On Mon, 19 Feb 2024, Richard Sandiford wrote:
> Richard Biener <[email protected]> writes:
> > The following tries to address the PHI insertion compile-time hog in
> > RTL fwprop observed with the PR54052 testcase where the loop computing
> > the "unfiltered" set of variables possibly needing PHI nodes for each
> > block exhibits quadratic compile-time and memory-use.
> >
> > Instead of only pruning the set of candidate regs by LR_IN in the
> > second worklist loop do this when computing "unfiltered" already.
> >
> > Bootstrapped on x86_64-unknown-linux-gnu, testing in progress.
> >
> > I'll note that in PR98863 you say in comment#39
> >
> > "Just to give an update on this: I have a patch that reduces the
> > amount of memory consumed by fwprop so that it no longer seems
> > to be outlier. However, it involves doing more bitmap operations.

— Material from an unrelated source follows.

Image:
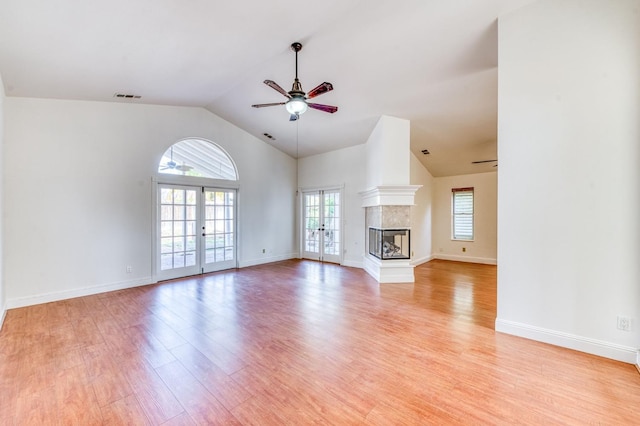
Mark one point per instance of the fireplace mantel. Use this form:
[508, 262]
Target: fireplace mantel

> > In this testcase we have a larger number of registers that
> > seem to be live but unused across a large region of code,
> > so bitmap ANDs with the live in sets are expensive and hit
> > the worst-case O(nblocksnregisters). I'm still trying to find
> > a way of reducing the effect of that."
> >
> > suggesting that the very AND operation I'm introducing below
> > was an actual problem. It's just not very clear what testcase
> > this was on (the PR hasn't one, it just talks about WRF with LTO
> > and then some individual TUs of it).
>
> Yeah, like you say, I think this kind of AND was exactly the problem.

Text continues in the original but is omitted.